[Bugfix] Fix byte fallback handling when using outlines (#31391)

Signed-off-by: Shinichi Hemmi <50256998+Alnusjaponica@users.noreply.github.com> Co-authored-by: Kenichi Maehashi <maehashi@preferred.jp>
2026-01-21 04:48:08 +09:00
parent 7c5dedc247
commit 86c69dc54c
2 changed files with 9 additions and 2 deletions
--- a/vllm/v1/structured_output/backend_outlines.py
+++ b/vllm/v1/structured_output/backend_outlines.py
@@ -122,7 +122,12 @@ class OutlinesGrammar(StructuredOutputGrammar):
        Returns False if the FSM failed to advance.
        """
        if self.guide.accepts_tokens(tokens):
-            # Advance cannot fail because we checked Guide.accepts_tokens()
+            # Advance can fail when the next state reached after advancing with
+            # the current tokens is a dead state. This is because Guide.accepts_tokens()

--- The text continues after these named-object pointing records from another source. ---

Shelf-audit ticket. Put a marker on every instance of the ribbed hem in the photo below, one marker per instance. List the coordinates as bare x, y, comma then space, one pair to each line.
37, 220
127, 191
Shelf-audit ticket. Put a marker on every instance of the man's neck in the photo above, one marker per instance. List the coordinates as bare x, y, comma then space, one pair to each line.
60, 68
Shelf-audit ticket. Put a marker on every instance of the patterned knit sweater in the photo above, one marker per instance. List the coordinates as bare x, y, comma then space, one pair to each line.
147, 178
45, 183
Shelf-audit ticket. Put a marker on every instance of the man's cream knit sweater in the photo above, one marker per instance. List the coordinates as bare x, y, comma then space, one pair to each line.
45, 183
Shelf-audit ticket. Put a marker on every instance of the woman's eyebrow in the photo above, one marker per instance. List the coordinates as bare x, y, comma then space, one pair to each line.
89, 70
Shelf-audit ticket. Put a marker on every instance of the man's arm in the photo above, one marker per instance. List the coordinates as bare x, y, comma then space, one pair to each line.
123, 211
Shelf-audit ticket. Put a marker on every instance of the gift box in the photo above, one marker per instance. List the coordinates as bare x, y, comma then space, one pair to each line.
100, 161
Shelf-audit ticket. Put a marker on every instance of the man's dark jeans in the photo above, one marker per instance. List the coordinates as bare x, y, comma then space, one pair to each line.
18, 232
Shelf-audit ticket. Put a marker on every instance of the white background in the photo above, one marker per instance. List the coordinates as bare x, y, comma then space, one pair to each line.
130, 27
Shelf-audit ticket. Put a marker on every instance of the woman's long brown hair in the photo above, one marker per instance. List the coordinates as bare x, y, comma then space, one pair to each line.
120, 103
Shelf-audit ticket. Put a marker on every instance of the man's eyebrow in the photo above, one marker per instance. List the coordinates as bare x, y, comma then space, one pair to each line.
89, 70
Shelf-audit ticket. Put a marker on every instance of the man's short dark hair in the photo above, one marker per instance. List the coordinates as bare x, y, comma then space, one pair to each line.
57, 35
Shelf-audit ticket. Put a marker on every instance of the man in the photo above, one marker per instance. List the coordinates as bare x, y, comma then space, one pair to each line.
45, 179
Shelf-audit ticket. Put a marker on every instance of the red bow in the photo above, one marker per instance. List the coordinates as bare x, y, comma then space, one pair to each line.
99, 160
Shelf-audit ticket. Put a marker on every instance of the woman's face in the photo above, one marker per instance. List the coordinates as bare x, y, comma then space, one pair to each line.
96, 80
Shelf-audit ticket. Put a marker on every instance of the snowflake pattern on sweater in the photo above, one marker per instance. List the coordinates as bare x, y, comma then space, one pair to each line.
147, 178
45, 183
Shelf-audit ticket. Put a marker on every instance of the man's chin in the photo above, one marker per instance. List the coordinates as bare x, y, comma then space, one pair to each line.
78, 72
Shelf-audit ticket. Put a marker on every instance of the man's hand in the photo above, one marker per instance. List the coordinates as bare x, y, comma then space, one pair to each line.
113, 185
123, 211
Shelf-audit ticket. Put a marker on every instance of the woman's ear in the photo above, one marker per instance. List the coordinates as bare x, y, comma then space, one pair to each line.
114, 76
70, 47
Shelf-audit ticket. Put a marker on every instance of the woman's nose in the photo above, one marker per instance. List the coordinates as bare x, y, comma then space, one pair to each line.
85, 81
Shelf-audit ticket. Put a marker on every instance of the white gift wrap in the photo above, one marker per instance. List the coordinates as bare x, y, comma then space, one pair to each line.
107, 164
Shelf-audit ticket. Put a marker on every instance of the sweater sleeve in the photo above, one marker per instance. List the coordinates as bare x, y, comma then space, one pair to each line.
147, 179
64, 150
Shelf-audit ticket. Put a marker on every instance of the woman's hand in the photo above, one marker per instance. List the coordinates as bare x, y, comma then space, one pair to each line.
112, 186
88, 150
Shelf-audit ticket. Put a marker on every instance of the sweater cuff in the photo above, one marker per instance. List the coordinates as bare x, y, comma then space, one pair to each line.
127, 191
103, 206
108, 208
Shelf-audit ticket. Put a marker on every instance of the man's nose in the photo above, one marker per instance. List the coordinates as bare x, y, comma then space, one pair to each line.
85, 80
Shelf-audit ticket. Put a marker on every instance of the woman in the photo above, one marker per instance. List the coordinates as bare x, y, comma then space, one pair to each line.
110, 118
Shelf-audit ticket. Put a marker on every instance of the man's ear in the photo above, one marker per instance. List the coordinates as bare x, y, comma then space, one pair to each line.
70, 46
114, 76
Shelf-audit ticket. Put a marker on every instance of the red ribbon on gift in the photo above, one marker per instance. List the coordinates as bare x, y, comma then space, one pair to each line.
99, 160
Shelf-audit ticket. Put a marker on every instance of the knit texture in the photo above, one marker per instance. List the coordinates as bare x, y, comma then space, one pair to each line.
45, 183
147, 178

+            # only checks whether the current tokens can be accepted,
+            # whereas guide.advance() additionally checks the next state
+            # after all tokens are accepted.
+            # We need to be aware that the FSM must be prepared without dead states.
            for t in tokens:
                self.guide.advance(t)
                self.num_processed_tokens += 1
--- a/vllm/v1/structured_output/utils.py
+++ b/vllm/v1/structured_output/utils.py
@@ -226,7 +226,9 @@ def _reduced_vocabulary(
                # by this point.
                token_bytes = bytes(token_str)  # type: ignore[arg-type]

-            elif "\ufffd" in token_str and not re_replacement_seq.match(token_str):
+            elif (token_str == "\ufffd" and token != "\ufffd") or (
+                "\ufffd" in token_str and not re_replacement_seq.match(token_str)
+            ):
                # Handle tokens with invalid UTF-8 sequences.
                if re_llama_byte_token.match(token):
                    # Llama-like tokenizers use <0xXX> for incomplete sequences.